By closely examining the results of our search, we understood we needed to start teaching letters at the age of 6, so the first curriculum we updated was Ea. Luckily, the coursebook we used for this level, Backpack Starter, was in line with the improved plan and it became a basis to work on. In Serbia, level A1 for young learners has three sub-levels: A1c, A1b and A1a. As the scale has points assigned for A1 level ranging from 22 to 29 it made adapting the next three curricula even simpler. Once children are familiar with the alphabet, the next phase is to teach them ‘topic vocabulary’. That is why we included the topic vocabulary for each of the units and the desired outcomes for reading into our annual plans and gradually implemented them into our teaching. By doing so we were able to cater for the diverse young learners: those who were familiar with reading became student-teachers and provided significant support to weaker students while at the same time learning a valuable lesson of helping others, whereas the other group of those who were reluctant to read by saying they couldn’t read English, became more motivated, realised they actually could read and their attitude shifted from “I can’t read” to “Let’s read”. The very process of updating curricula was neither time-consuming nor demanding, but quite the opposite: it was motivating, engaging and invited us to dig deeper and work on the other curricula that we use.
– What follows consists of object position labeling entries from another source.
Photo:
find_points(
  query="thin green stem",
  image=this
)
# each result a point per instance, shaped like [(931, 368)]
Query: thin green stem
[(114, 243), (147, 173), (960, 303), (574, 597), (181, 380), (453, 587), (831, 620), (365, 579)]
Once we finished redesigning the plans, we proceeded to create additional materials and find adequate activities online. A tremendous support we found in the ActiveTeach editions which supplement our coursebooks. For example, the interactive cards have pictures on one side and words on the other side, therefore, the children were able to practise memorising and matching the graphic presentations to the topic words. Traditional games we use in our everyday teaching were also adapted to lead to the new desired learning outcomes. For example: with preschoolers we included creating letters using cuisenaire rods, the first graders used letter magnets to ‘write’ words and the second graders learned a new way for using fly swatters. First more proficient students wrote topic words on the board, then, in pairs, they took turns to read the written words and be the first to tap the pronounced ones.
By the end of the first term, we measured our students’ progress, again using the GSE, and compared it to last year’s results. It was evident that what we once thought was chasing rainbows, that is; teaching reading to learners younger than 9, turned out to be completely viable and once more we understood the standard behind the Global Scale of English. Another important value it offers, is showing measurable progress. Teachers can clearly see where their learners are at the beginning of the course, monitor their progress and see the final results at the end of the learning cycle.
The very process of updating our curricula was a great experience for the whole team, as we gained a much deeper insight into what our students should do with the language we teach to them; our students’ outcomes improved and testing was made easier. The active use of the GSE has empowered us to plan more carefully and improve the relevance of our teaching methods. So, next time you encounter a challenge in teaching, do check out the GSE as a solution – it’s free to access anytime anywhere.
Marija Pejatovic is a teacher and teacher trainer. She is the coordinator of the National English Language Teachers’ Association and the president of the YALS, National Association of Language Schools of Serbia. She is the author and presenter of several workshops for teachers, state school principals and private school owners. She believes in life-long learning and tries to be a role model for her students. In her free time she likes reading thrillers and travelling.